Ainda em relação ao tema da biopolítica e também ainda sobre o álcool, percebi um dia em que caminhava pela Praça Brasil em busca de algum restaurante que vendesse comida brasileira, pois o imperativo do hábito não reconhece nacionalidades, me deparei no horário com vários estudantes, crianças, casais etc. espalhados pela praça. As mulheres chilenas são muito bonitas e as colegiais lembram personagens dos HQs Hentais – saia de prega, meia arrastão, penteados sóbrios. Acredito que a austeridade andina recaiam mais sobre elas (como de costume) do que nos meninos. Vi alguns garotos no referido logradouro, sacando umas cervejas da mochila e fumando – Santiago é uma cidade de muitos tabagistas.

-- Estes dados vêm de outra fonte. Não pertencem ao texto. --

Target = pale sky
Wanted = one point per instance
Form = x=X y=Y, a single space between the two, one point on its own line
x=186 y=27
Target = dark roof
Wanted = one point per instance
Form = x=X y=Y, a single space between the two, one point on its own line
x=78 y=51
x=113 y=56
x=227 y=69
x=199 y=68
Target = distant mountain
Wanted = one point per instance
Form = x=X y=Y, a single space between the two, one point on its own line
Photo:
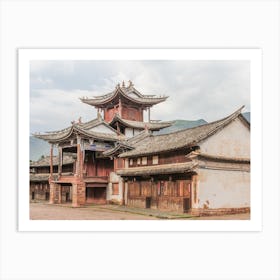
x=180 y=125
x=38 y=148
x=247 y=116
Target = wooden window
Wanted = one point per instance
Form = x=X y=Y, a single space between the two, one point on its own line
x=155 y=159
x=144 y=160
x=115 y=188
x=119 y=162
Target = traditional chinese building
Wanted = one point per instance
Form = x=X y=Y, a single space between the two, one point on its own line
x=92 y=178
x=39 y=178
x=118 y=159
x=204 y=170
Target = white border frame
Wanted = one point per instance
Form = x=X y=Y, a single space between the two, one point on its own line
x=253 y=55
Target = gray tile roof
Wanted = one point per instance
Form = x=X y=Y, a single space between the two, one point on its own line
x=141 y=125
x=189 y=137
x=128 y=92
x=82 y=128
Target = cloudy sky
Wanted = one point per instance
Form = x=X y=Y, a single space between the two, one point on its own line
x=197 y=89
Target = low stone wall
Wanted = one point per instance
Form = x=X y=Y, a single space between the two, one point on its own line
x=219 y=211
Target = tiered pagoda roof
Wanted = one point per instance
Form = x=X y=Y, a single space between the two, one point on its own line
x=128 y=93
x=85 y=129
x=140 y=125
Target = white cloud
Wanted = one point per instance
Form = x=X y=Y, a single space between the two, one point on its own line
x=196 y=89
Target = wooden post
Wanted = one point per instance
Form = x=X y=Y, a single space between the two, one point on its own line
x=59 y=161
x=75 y=195
x=120 y=107
x=51 y=162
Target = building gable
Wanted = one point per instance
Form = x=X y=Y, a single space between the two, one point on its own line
x=102 y=128
x=233 y=140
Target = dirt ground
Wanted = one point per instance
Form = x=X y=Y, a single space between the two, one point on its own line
x=41 y=211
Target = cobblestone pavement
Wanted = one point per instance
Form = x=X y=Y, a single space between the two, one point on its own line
x=44 y=211
x=40 y=211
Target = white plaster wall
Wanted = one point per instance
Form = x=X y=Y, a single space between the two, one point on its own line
x=114 y=178
x=232 y=141
x=102 y=129
x=223 y=189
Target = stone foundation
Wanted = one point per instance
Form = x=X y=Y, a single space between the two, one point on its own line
x=219 y=211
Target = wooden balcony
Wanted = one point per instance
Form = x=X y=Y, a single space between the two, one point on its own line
x=96 y=179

As colegiais também fumavam e com uma destreza típica de anos de tabagismo. Comecei a perceber que há várias brechas dentro da política “oficial” da austeridade inseridas no cotidiano do chileno, ele, assim como nós, aprendeu as estratégias para uma vida mais leve em meio à atmosfera neoliberal que paira sobre todos, onde as regras do mercado que solapam, em grande parte, as do Estado são muitas vezes mais fóbicas do que as do Leviatã.

As ingerências do mercado só não são mais sufocantes para o chileno porque ele é um povo que ama a rua e não será nenhum Consenso de Washington que roubará isso deles.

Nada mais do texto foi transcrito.